Siempre he creído que el hecho de llamar a las personas por su nombre es un gesto de respeto y empatía. Tal vez sea porque, a mi juicio, los interpelados se sienten reconocidos y hasta especiales, en el buen sentido de la palabra. Sin embargo, no son pocos quienes rechazan un detalle tan simple y, a la vez, tan rentable desde un punto de vista social. A menudo aluden a la falta de memoria, a la inconveniencia de no mantener las deseables distancias o, sencilla y llanamente, a una falta de interés verdadero por el prójimo. Tampoco es que les deseen ningún mal, pero un individualismo mal entendido les impide romper una lanza a favor del acercamiento y por propia experiencia garantizo que no saben las satisfacciones que se están perdiendo en el terreno de la comunicación.

Infinitamente más importante que llamar a las cosas por su nombre es hacer lo propio con las personas. Y es que, si a nuestro tradicional empeño por recurrir a los eufemismos para trastocar el significado de los conceptos, añadimos la creencia de que conocer los apelativos de quienes forman parte de nuestro entorno es una ocurrencia peregrina, me temo que nos estamos autocondenando a un universo frío y despersonalizado en el que las máquinas y los robots vayan a convertirse en nuestros únicos compañeros de viaje.

A este respecto, una amiga muy querida compartió hace algún tiempo conmigo una anécdota sumamente reveladora. En el transcurso de un examen, una docente universitaria indicó a sus alumnos que dejaran para el final de la prueba la primera pregunta del cuestionario, de contenido desconocido. Posteriormente supieron que consistía en anotar el nombre de algunos trabajadores de su Facultad, tales como conserjes, señoras de la limpieza o camareros del bar. La profesora llevó a cabo el sorprendente experimento con el fin de demostrarles la importancia de conocer a quienes pertenecen a nuestro entorno más directo, a veces incluso diario. Sin embargo, muchos de sus alumnos se decantaron por responder otra pregunta alternativa, pues aquella primera les generaba miedo y desconfianza.

Creo que vale la pena recapacitar. Hombres, mujeres, niños y ancianos que se cruzan día a día en nuestro camino no son maniquíes que forman parte de una escenografía teatral y, a buen seguro, responderían encantados al ser llamados por su nombre de pila. Algunos, incluso, lo llevan prendido en un chapa identificativa, para facilitarnos todavía más la labor. Yo, desde luego, me emociono cuando me presento ante un desconocido y al poco tiempo ya se dirige así hacia mí. Me parece una de las vías más rápidas y efectivas de establecer un contacto fuerte y duradero y de fomentar vínculos de toda índole, además de una fórmula altamente eficaz para integrarse en un grupo, establecer lazos de amistad e influir positivamente en los demás.

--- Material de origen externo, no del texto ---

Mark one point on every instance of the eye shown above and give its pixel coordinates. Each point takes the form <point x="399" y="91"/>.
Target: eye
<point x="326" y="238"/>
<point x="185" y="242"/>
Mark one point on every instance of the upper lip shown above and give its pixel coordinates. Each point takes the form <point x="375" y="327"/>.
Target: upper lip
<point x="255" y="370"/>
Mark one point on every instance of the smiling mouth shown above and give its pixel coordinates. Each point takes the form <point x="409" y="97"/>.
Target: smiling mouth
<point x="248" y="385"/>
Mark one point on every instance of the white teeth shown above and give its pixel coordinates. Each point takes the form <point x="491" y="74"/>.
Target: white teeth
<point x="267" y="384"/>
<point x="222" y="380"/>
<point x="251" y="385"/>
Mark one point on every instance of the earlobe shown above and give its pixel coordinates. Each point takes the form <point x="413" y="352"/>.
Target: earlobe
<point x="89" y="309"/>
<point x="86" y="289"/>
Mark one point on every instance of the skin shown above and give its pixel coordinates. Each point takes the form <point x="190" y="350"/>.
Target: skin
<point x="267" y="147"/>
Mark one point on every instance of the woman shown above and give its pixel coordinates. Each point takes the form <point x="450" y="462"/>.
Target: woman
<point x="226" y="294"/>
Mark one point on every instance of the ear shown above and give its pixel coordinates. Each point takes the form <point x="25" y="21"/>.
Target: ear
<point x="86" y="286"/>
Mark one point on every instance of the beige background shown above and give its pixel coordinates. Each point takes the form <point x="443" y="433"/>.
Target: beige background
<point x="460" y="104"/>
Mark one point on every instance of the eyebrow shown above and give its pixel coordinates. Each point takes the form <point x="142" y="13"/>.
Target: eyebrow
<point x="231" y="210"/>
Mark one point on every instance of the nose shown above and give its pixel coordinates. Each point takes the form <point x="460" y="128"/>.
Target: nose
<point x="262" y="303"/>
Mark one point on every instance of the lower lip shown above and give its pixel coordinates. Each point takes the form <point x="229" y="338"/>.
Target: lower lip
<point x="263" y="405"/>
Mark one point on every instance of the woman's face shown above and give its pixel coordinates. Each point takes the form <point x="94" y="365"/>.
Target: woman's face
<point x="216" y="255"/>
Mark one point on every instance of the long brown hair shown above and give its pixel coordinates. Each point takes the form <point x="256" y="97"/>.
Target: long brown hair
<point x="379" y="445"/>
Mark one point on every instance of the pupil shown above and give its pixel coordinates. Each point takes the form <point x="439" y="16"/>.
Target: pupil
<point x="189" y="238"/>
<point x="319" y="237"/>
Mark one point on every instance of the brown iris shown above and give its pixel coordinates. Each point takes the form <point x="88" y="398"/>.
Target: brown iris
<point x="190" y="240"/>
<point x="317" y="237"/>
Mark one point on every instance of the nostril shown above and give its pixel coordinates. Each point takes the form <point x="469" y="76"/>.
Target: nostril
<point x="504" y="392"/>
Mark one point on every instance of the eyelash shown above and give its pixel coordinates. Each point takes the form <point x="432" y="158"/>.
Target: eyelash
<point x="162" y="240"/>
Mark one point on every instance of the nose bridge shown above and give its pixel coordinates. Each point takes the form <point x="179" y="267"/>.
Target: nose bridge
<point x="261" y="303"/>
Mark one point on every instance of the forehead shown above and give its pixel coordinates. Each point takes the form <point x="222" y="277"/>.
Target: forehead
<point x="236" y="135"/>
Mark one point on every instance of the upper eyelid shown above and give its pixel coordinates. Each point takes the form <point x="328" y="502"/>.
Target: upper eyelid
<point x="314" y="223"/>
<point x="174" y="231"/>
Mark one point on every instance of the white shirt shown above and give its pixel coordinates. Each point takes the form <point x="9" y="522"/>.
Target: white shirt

Abundando en esta idea, también el concepto de liderazgo descansa en gran medida sobre esta condición de dirigirse a todos y cada uno de los miembros de una colectividad por su nombre, en hacerles sentir relevantes y en tratarles con el debido respeto. Por ello, es lógico que empresas y organizaciones se apunten a esta corriente personalizadora, en la que no basta con conocer exclusivamente a los altos directivos, sino también a los mandos intermedios y a los empleados del resto de departamentos, imprescindibles también en el organigrama. Pocas siembras dan mejores frutos que la de trazar un camino de ida y vuelta en el que los demás nos traten como les tratemos nosotros. Si dispensamos educación y cercanía, pronto comprobaremos la cantidad de puertas que se abrirán a nuestro paso. Y, ya que por el momento no podemos abrazarnos, no renunciemos a la gran oportunidad de demostrarnos una proximidad humana para la que, a menudo, el mero hecho de llamar a una persona por su nombre lo cambia todo.